Shaders as Light Simulations
To explain the first definition, look at the three images in Figure . They show you three surfaces made of different materials. Your brain can instantly understand what material an object is made of, just by looking at it. That happens because every materials pattern of interaction with light is very characteristic and recognizable to the human brain. Lighting shaders simulate that interaction with light, either by taking advantage of what we know about the physics of light, or through a lot of trial and error and effort from the artists.
Figure 1-1.
Skin, metal, wood
In the physical world, surfaces are made of atoms, and light is both a wave and a particle. The interaction between light, the surface, and our eyes determines what a surface will look like. When light coming from a certain direction hits a surface, it can be absorbed, reflected (in another direction), refracted (in a slightly different direction), or scattered (in many different directions). The behavior of light rays, when they come in contact with a surface, is what creates the specific look of a material. See Figure .
Figure 1-2.
A ray of light, hitting a surface and bouncing off in the direction of our eyes
Even if a surface looks smooth at the macroscopic level, like skin does, at the microscopic level, it can have micro-facets that scatter light in different directions.

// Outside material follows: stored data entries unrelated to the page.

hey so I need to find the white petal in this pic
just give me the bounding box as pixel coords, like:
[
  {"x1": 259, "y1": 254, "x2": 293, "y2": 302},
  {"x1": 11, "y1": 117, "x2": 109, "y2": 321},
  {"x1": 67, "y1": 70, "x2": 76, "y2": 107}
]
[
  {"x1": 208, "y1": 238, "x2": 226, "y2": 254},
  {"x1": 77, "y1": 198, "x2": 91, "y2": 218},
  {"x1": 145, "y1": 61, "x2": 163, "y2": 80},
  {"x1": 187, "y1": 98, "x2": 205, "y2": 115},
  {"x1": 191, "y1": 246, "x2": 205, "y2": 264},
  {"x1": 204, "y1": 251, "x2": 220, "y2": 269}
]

Inside computers we don't have the computational power needed to simulate reality to that level of detail. If we had to simulate the whole thing, atoms and all, it would take years to render anything. In most renderers, surfaces are represented as 3D models, which are basically points in 3D space (vertices) at a certain position, that are then grouped in triangles, which are then again grouped to form a 3D shape. Even a simple model can have thousands of vertices.
Our 3D scene, composed of models, textures, and shaders, is rendered to a 2D image, composed of pixels. This is done by projecting those vertex positions to the correct 2D positions in the final image, while applying any textures to the respective surfaces and executing the shaders for each vertex of the 3D models and each potential pixel of the final image. See Figure .
Figure 1-3.
From points, to triangles, to the renderer shaded model
Regardless of how far you are willing to go in detail when modeling, its impossible to match the level of detail in the real world. We can use our mathematical knowledge of how lighting works, within a shader, to make our 3D models look as realistic as possible, compensating for not being able to simulate surfaces at a higher level of detail. We can also use it to render our scenes fast enough, so that our game can draw a respectable number of frames per second. Frames per second appropriate for games range from 30 fps to 60 fps, with more than 60 fps being needed for virtual reality games.

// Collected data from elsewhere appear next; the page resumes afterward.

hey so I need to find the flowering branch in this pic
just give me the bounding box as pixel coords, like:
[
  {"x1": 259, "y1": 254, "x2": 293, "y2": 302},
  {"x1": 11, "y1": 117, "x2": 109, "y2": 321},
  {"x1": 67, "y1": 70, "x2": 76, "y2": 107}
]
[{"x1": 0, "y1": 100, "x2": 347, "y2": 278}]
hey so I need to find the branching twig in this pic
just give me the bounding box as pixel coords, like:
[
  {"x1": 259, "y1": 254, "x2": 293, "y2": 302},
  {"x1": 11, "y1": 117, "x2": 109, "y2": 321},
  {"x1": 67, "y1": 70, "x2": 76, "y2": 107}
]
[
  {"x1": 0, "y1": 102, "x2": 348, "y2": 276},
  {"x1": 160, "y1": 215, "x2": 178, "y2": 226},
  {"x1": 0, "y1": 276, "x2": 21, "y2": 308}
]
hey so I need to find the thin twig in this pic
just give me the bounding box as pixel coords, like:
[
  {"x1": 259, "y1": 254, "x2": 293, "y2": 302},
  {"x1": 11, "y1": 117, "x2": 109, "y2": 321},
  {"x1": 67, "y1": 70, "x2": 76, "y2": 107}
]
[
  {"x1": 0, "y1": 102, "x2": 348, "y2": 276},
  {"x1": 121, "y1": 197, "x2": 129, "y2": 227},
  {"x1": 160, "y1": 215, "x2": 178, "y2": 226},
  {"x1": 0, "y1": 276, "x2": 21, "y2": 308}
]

This is what physically based rendering is all about. It's basically a catalog of various types of lighting behaviors in surfaces and the mathematical models we use to approximate them.
Rendering as Perspective Drawing
Rendering is conceptually (and mathematically) very similar to the painters process of drawing from life, into a canvas, using perspective.
The techniques of perspective drawing originated in the Italian Renaissance, more than 500 years ago, even if the mathematical foundations for it were laid much earlier, back in Euclids times. In our case, the canvas is our final image, the scene and 3D models are reality, and the painter is our renderer.
In computer graphics, there are many ways to render the scene, some more computationally expensive and some less. The fast type (rasterizer-based) is what real-time rendering, games included, has been using. The slow type (raytracing, etc.) is what 3D animated movies generally use, because rendering times can reach even hours per frame.
The rendering process for the fast type of renderers can be simplified like so: first the shapes of the models in the scene are projected into the final 2D image; lets call it the sketching the outline phase, from our metaphorical painters point of view. Then the pixels contained within each outline are filled, using the lighting calculations implemented in the shaders; lets call that the painting phase.
You could render an image without using shaders, and we used to do so. Before the programmable graphics pipeline, rendering was carried out with API calls (APIs such as OpenGL and DirectX3D). To achieve better speed, the APIs would give you pre-made functions, to which you would pass arguments. They were implemented in hardware, so there was no way to modify them. They were called fixed-function rendering pipelines.
To make renderers more flexible, the programmable graphics pipeline was introduced. With it, you could write small programs, called shaders , that would execute on the GPU, in place of much of the fixed-function functionality.